Hi folks,
I’m designing a large-scale SFTP ingestion + distribution platform on Apache NiFi (3-node cluster) and I’m looking for guidance on how to structure the flow end-to-end.
Context
We operate a data exchange platform where hundreds of external systems communicate exclusively via SFTP.
Each system can:
- produce files (sources)
- consume files (destinations)
Each source may:
- expose multiple directories
- produce multiple file types
- use different filename conventions (often embedding dates in inconsistent formats)
- require different ingestion schedules per directory/file type
What I need to build
A scalable, modular NiFi flow that handles:
Ingestion
- Poll hundreds of SFTP sources
- Support multiple directories and patterns per source
- Support different schedules per file type
Metadata enrichment
Each file must be enriched with:
- extracted file date (multiple filename patterns, fallback to ingestion time)

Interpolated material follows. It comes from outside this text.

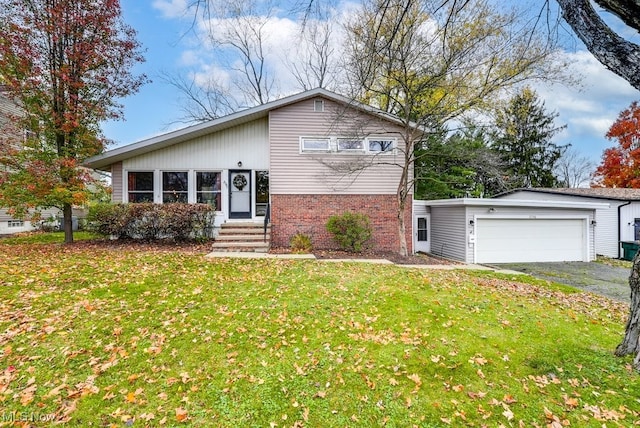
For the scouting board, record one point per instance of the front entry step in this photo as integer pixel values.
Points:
(245, 237)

- source system identifier
- file type classification
Backup & Archival
Immediately after download:
- compress file (.gz)
- store in partitioned path:
/backup/{file_type}/year=YYYY/month=MM/day=DD/ - Storage must be immutable
- Must support replay from archive
Important constraint: post-download actions on the source (delete/move/etc.) must only happen AFTER the file is successfully stored in backup.
Post-download source actions (configurable per flow)
- delete file
- move file
- rename file
- or do nothing
Transformation layer
- Optional transformations per destination:
- PII masking
- format conversion (e.g.: CSV → Parquet)
- One input file may produce multiple outputs:
- raw → destination A
- transformed → destination B
Distribution
- Deliver to multiple destination SFTP servers
- Support parallel delivery
- Different formats per destination
Operational requirements
- Replay from archive (single file, batch, time range)
- Full observability at file level (ingested, transformed, delivered, failures)
- Clear failure isolation (source vs transform vs destination)
- Retry + dead-letter handling
Current approach
Right now, I’ve started by creating end-to-end flows per file type, where each Process Group contains:
- ingestion
- enrichment
- archive
- transformations
- delivery
So essentially: one Process Group = one file type pipeline
The problem
I’m already feeling this approach doesn’t scale:
- number of Process Groups grows quickly (file types × sources × directories)
- a lot of duplicated logic across flows
- hard to keep everything consistent and maintainable
- unclear how to make this truly config-driven
Also, I’m not sure where the right boundary is between:
- reusable/shared components
vs
- per-file-type logic
What I’m looking for
For those who’ve built something similar at scale:
- How would you structure this architecture in NiFi?
- Is “one PG per file type” a bad pattern long-term?
- How do you avoid flow duplication while still supporting different transformations per destination?
- How do you model
{source + directory + schedule + file type}without exploding the number of processors? - Any proven patterns for keeping this config-driven and maintainable?